I acquired my first Elaphe quadrivirgata in 2005 as hatchlings. The male was very different to the female being a very red in his colouration whereas the female was brown. Adults also vary in colouration varying between dirty green & brown.
As they mature they undergo an ontogenetic colour/pattern change and develop four longitudinal stripes giving rise to their common name, the Japanese Fourlined Ratsnake*. The photo below shows the male whose red colouration has now faded and you can see evidence of the four stripes developing and the numerous cross-bands fading.
In 2006 I further added to my collection with a trio of young E. quadrivirgata of the melanistic phase. Melanistic Japanese Fourlined were once given subspecies status and were known as Elaphe quadrivirgata atra. Most often when keepers refer to these animals they still call them 'atra' to differentiate between the normal and melanistic phases. The pair of 'atra' were approx 90cm long when I acquired them and the single female was a lot smaller at approx 50cm. She was also an unusual grey colour. None of these proved to be a problem and started feeding without any hesitation.
One very interesting observation with the melanistic phase is the presence of stripes when they are in slough as can be seen in the photo below. This is the 'grey' female and a photo of her sloughed skin again with evidence of the longitudinal stripes.

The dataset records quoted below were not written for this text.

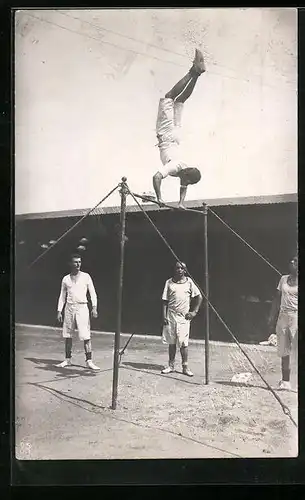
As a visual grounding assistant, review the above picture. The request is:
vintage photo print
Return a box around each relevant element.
[15,8,298,463]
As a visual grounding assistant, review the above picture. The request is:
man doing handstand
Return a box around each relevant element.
[153,49,206,209]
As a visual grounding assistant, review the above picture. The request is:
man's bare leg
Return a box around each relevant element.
[165,69,198,103]
[154,49,206,205]
[84,339,100,370]
[165,49,206,103]
[161,344,177,373]
[279,355,291,390]
[180,345,193,377]
[56,338,72,367]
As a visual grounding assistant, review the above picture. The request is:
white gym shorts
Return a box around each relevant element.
[62,303,91,341]
[276,310,298,357]
[156,98,187,179]
[162,309,190,348]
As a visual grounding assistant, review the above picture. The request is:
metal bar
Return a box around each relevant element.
[207,207,282,276]
[119,332,135,362]
[111,177,128,410]
[203,203,210,385]
[132,193,177,210]
[117,189,205,362]
[132,192,205,215]
[122,187,297,426]
[27,184,120,269]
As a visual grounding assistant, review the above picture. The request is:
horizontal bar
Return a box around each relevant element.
[132,193,206,214]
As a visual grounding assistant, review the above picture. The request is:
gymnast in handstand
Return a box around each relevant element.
[153,49,206,209]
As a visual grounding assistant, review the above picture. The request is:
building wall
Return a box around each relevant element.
[16,202,298,342]
[15,8,297,215]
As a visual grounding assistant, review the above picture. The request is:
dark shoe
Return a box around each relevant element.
[192,48,206,75]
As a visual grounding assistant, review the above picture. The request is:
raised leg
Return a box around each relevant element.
[165,49,205,103]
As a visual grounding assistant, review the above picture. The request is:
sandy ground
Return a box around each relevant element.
[15,324,298,460]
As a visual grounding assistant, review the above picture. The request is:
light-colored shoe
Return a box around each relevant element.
[86,360,100,371]
[278,380,292,391]
[182,367,194,377]
[182,366,194,377]
[161,364,175,374]
[259,334,277,347]
[56,359,72,368]
[231,372,252,384]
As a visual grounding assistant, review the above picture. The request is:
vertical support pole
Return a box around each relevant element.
[111,177,128,410]
[203,203,210,385]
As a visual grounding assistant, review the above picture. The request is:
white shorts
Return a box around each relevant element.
[276,310,298,357]
[156,97,183,139]
[62,303,91,341]
[162,309,190,348]
[156,98,187,179]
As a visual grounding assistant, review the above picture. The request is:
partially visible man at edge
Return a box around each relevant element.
[268,255,298,390]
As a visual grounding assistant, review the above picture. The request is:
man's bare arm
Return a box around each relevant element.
[191,294,203,314]
[178,184,188,209]
[268,290,281,331]
[87,275,98,317]
[57,279,66,322]
[185,294,203,320]
[162,300,169,324]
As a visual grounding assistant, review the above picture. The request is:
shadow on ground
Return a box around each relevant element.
[121,363,203,386]
[215,379,266,390]
[24,357,108,378]
[122,361,164,371]
[25,357,64,365]
[215,379,298,394]
[29,382,241,458]
[28,382,108,410]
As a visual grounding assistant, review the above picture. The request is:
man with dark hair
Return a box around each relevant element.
[268,255,298,390]
[56,254,100,370]
[153,49,206,209]
[161,261,202,376]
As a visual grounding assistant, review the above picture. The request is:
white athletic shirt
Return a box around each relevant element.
[277,275,298,313]
[162,277,201,316]
[57,271,97,312]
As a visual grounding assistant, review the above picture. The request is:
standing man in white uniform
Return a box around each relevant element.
[56,254,100,371]
[268,255,298,390]
[161,261,202,376]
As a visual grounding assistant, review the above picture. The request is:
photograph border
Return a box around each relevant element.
[2,3,304,487]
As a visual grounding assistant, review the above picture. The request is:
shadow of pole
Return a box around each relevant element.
[30,382,241,458]
[121,364,204,386]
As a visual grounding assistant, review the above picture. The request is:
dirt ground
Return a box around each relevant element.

I mentioned above about the variety in colour in the 'normal' phase as adults, this can be seen in the photo's below.
It is not frequently mentioned in literature, but Elaphe quadrivirgata can be cannibalistic as can be seen in the photo below. This is a pair of animals housed together and it is the female that is biting the male, otherwise one might think that this might be a copulatory bite. This occurred one week after the last feed, so the smell of mice cannot be the cause, therefore I concluded that the female was about to try
and have the male for dinner. The photo is blurred which you will have to excuse, as I wanted to record the moment but also had other things on my mind, like rescuing him from her jaws.
A short breeding account.
One week after brumation at 8-10C from late November to early February, the pair where introduced to one another. Courtship and copulation occurred pretty soon after the pair were introduced.
Ovipostion occurred 4-5 weeks after mating and the clutch contained three eggs, more usually 8-12 are laid by this species. I wasn't disappointed, even though two of the three eggs appeared to be infertile as everything went without complications.
The eggs were incubated on damp sphagnum moss and 48 days later one healthy hatchling hatched from the good egg, the other two did prove to be infertile as was suspected when she laid them.